In the present study, the differentially expressed protein spots were excised and “in-gel” trypsin digested, as previously fully described [39].

Protein identification by LC MS/MS

Obtained peptides were vacuum concentrated and then were dissolved in 10 μL of Buffer A, composed of 3% ACN with 0.1% Formic Acid (FA). Digested peptides (4 μL) were analyzed by the 6520 Accurate-Mass ESI-Q-ToF coupled with a 1200 Nano HPLC-Chip microfluidic device (Agilent Technologies). Sample separation was performed as previously described figure In brief, the samples were loaded from the autosampler into the Chip enrichment column (Zorbax C18, 4 mm × 5 μm i.d., Agilent Technologies) by a capillary pump, with a loading flow of 4 μL/min using Buffer A. Nitrogen was used as the nebulising gas. A separation column (Zorbax C18, 43 mm × 75 μm i.d., Agilent Technologies) was used for peptide separation, setting the analytical flow rate at 0.4 μL/min. Elution was obtained with Buffer B (97% ACN, 0.1% FA). Total run time was 40 min.

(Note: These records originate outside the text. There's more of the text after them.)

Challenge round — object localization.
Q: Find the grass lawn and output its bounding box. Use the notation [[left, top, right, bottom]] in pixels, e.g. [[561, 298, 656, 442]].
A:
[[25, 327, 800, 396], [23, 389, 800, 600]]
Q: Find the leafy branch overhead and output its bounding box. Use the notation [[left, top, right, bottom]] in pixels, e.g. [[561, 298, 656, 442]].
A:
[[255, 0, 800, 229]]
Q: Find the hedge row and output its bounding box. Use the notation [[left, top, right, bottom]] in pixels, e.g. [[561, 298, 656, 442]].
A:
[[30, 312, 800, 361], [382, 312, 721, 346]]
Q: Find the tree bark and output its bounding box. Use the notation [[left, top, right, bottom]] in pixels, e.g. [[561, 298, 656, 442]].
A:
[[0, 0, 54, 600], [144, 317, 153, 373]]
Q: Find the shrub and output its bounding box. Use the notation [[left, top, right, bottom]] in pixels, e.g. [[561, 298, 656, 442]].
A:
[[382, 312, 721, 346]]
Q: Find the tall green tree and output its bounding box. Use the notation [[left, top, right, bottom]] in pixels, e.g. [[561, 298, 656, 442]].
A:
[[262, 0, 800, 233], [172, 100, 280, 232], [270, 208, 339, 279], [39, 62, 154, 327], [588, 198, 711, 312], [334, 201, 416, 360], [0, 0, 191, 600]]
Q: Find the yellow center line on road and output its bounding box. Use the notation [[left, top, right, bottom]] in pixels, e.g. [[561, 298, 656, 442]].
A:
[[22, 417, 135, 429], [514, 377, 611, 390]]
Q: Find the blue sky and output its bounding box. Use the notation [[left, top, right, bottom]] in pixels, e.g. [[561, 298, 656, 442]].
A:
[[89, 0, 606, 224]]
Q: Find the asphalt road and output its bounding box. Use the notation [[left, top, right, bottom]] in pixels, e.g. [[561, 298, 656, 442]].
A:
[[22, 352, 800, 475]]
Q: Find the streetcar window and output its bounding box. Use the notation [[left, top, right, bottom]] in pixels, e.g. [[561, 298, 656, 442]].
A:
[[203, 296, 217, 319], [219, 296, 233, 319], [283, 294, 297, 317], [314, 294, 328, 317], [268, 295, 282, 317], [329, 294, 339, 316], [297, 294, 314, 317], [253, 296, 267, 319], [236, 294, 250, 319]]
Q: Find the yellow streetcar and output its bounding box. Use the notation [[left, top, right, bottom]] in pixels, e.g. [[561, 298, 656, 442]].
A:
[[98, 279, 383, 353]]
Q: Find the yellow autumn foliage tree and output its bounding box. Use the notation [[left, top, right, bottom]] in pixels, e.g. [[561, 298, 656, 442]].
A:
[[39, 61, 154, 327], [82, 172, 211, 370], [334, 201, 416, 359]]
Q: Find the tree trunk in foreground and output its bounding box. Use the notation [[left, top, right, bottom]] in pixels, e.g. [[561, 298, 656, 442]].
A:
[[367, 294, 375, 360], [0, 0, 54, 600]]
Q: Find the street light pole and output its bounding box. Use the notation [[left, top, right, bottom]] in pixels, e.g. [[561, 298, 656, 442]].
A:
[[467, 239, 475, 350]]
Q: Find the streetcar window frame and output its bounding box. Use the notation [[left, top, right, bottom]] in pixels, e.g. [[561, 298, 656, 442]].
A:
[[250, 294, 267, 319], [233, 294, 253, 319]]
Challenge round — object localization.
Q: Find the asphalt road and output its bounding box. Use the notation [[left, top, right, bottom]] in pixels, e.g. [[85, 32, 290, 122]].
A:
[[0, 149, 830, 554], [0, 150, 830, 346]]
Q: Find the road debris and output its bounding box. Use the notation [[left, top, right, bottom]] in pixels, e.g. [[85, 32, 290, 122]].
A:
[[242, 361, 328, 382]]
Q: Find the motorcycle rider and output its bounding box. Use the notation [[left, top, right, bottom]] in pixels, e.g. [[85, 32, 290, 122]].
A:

Protein-identification peak lists were generated using Mascot server (Matrix Science, UK. Mascot 2.4). SwissProt protein database (SwissProt 2013_04) was selected, specifying the following parameters: Homo sapiens taxonomy, parent ion tolerance ± 20 ppm, MS/MS error tolerance ± 0.1 Da, alkylated cysteine as fixed modification, oxidized methionine as variable modification, and two potential missed trypsin cleavages. Proteins were considered identified with at least 2 unique peptides.